Title:Ketogenic Diets in the Treatment of Epilepsy
Volume: 23
Issue: 37
Author(s): Maurizio Elia*, Joerg Klepper, Baerbel Leiendecker and Hans Hartmann
Affiliation:
- Oasi Institute for Research on Mental Retardation and Brain Aging (IRCCS), Unit of Neurology and Clinical Neurophysiopathology, Troina (EN),Italy
Keywords:
Ketogenic diets, Glut1 deficiency, pyruvate dehydrogenase deficiency, drug-resistant epilepsy, children, adults.
Abstract: Background: Although a larger number of antiepileptic drugs became available in the last decades,
epilepsy remains drug-resistant in approximately a third of patients. Ketogenic diet (KD), first proposed at the
beginning of the last century, is complex and has anticonvulsant effects, yet not completely understood. Over the
last decades, different types of ketogenic diets (KDs) have been developed, namely classical KD and modified
Atkins diet (MAD). They offer an effective alternative for children and adults with drug-resistant epilepsies.

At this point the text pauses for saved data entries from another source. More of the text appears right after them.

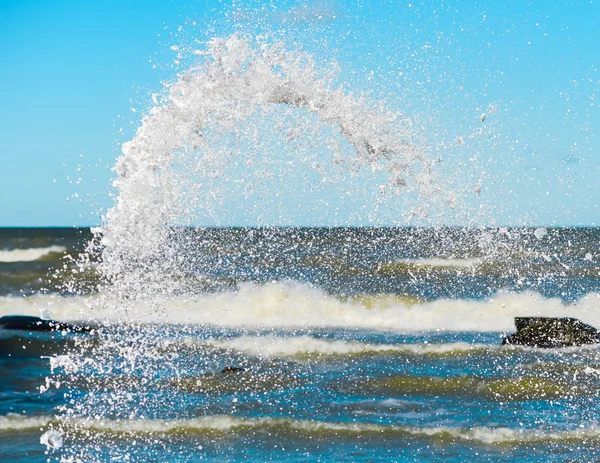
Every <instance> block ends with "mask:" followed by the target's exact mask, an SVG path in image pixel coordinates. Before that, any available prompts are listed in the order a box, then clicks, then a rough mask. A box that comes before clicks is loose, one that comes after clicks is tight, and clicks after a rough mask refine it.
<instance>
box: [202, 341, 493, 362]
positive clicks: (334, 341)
mask: <svg viewBox="0 0 600 463" xmlns="http://www.w3.org/2000/svg"><path fill="white" fill-rule="evenodd" d="M207 344H209V345H211V346H214V347H219V348H223V349H234V350H239V351H243V352H248V353H250V354H254V355H259V356H264V357H293V356H297V355H302V354H316V355H348V354H369V353H374V354H377V353H379V354H385V353H394V352H396V353H400V352H403V353H410V354H422V355H423V354H442V355H443V354H447V353H451V352H452V353H456V352H463V353H468V352H472V351H474V350H480V349H486V348H492V347H494V346H488V345H485V344H468V343H465V342H455V343H444V344H423V343H419V344H371V343H361V342H357V341H340V340H325V339H316V338H313V337H312V336H293V337H279V336H240V337H237V338H233V339H220V340H211V341H208V342H207Z"/></svg>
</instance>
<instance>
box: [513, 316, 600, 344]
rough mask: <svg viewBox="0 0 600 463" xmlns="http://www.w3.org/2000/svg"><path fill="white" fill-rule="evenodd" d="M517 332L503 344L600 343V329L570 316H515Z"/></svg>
mask: <svg viewBox="0 0 600 463" xmlns="http://www.w3.org/2000/svg"><path fill="white" fill-rule="evenodd" d="M515 326H516V327H517V332H516V333H514V334H511V335H509V336H506V337H505V338H504V339H503V340H502V344H515V345H519V346H531V347H546V348H553V347H569V346H582V345H585V344H596V343H600V331H598V330H597V329H596V328H594V327H593V326H590V325H586V324H585V323H582V322H580V321H579V320H577V319H576V318H570V317H561V318H554V317H515Z"/></svg>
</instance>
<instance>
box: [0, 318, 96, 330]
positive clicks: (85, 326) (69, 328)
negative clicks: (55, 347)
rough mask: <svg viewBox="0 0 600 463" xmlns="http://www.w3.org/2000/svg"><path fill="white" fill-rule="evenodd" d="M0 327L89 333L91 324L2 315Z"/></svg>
mask: <svg viewBox="0 0 600 463" xmlns="http://www.w3.org/2000/svg"><path fill="white" fill-rule="evenodd" d="M0 329H5V330H23V331H70V332H74V333H89V332H90V331H92V328H90V327H89V326H78V325H72V324H70V323H63V322H59V321H55V320H47V319H43V318H40V317H32V316H29V315H6V316H4V317H0Z"/></svg>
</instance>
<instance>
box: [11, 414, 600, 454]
mask: <svg viewBox="0 0 600 463" xmlns="http://www.w3.org/2000/svg"><path fill="white" fill-rule="evenodd" d="M50 424H52V425H53V426H57V429H63V431H66V430H68V429H70V428H72V427H76V429H78V431H79V432H84V431H86V432H92V433H94V432H95V433H111V434H114V433H117V434H124V435H131V434H138V435H152V436H160V435H168V434H177V433H186V434H189V433H199V434H205V433H209V434H212V433H227V432H230V431H237V432H249V433H252V432H257V431H261V430H266V431H271V432H275V433H285V432H287V431H296V432H300V433H302V434H306V435H308V436H311V435H323V436H326V435H340V434H349V435H354V434H357V435H358V434H377V435H379V436H382V435H388V436H390V437H391V436H393V435H398V436H399V437H400V436H408V435H413V436H423V437H429V438H433V439H452V440H457V441H464V442H472V443H478V444H483V445H490V446H495V445H506V444H513V445H518V444H528V443H535V442H585V441H589V440H593V441H596V440H598V439H599V438H600V428H598V427H597V426H588V427H584V428H579V429H576V430H566V431H552V430H539V429H523V428H520V429H515V428H506V427H497V428H494V427H484V426H479V427H473V428H454V427H449V426H435V427H410V426H395V425H383V424H373V423H356V422H327V421H317V420H310V421H308V420H297V419H291V418H270V417H263V418H242V417H235V416H229V415H213V416H205V417H200V418H193V419H172V420H160V419H154V420H151V419H122V420H115V419H93V418H88V419H73V418H70V419H68V418H60V419H52V418H50V417H25V416H18V415H8V416H2V417H0V430H2V431H10V430H26V429H32V430H33V429H39V428H40V427H45V426H48V425H50ZM54 432H55V433H56V434H57V435H60V432H59V431H57V430H56V431H54Z"/></svg>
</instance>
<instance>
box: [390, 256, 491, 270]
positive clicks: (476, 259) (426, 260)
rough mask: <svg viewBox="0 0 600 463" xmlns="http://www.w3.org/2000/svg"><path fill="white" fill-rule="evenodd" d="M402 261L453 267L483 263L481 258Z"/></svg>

Methods: We review several papers on KDs as an adjunctive treatment of refractory epilepsy of children and
adults, discussing its efficacy and adverse events. Because of the heterogenous, uncontrolled nature of the studies,
we analyzed all studies individually, without a meta-analysis.
Results: KDs may be considered first choice treatment in some specific metabolic conditions, such as glucosetransporter
type 1 and pyruvate dehydrogenase deficiencies, and mitochondrial complex I defects. Preliminary
findings indicate that KDs may be specifically effective in some epileptic syndromes, such as West syndrome,
severe myoclonic epilepsy of infancy, myoclonic-astatic epilepsy, febrile infection related epileptic syndrome,
and drug-resistant idiopathic generalized epilepsies or refractory status epilepticus. Short term adverse events are
usually mild in both children and adults, including gastrointestinal symptoms, hyperlipidemia, and hypercalciuria;
potential long term adverse effects include nephrolitiasis, decreased bone density, and liver steatosis. Possible
atherosclerotic effects remain a concern. Patients on KDs should be carefully monitored in specialized centers
during initiation, maintenance and withdrawal periods, in order to minimize such adverse events, and to improve
compliance. Although the majority of KD trials on children and adults with drug-resistant epilepsies are openlabel,
uncontrolled studies based on small samples, an increasing number of randomized controlled trials have
provided better quality evidence on its efficacy in recent years.
Conclusion: There is a need for future randomized clinical trials aimed to confirm the efficacy of KDs in specific
epileptic syndromes, and to provide further information about some practical unsolved problems, i.e. for how
long KD treatment should be continued.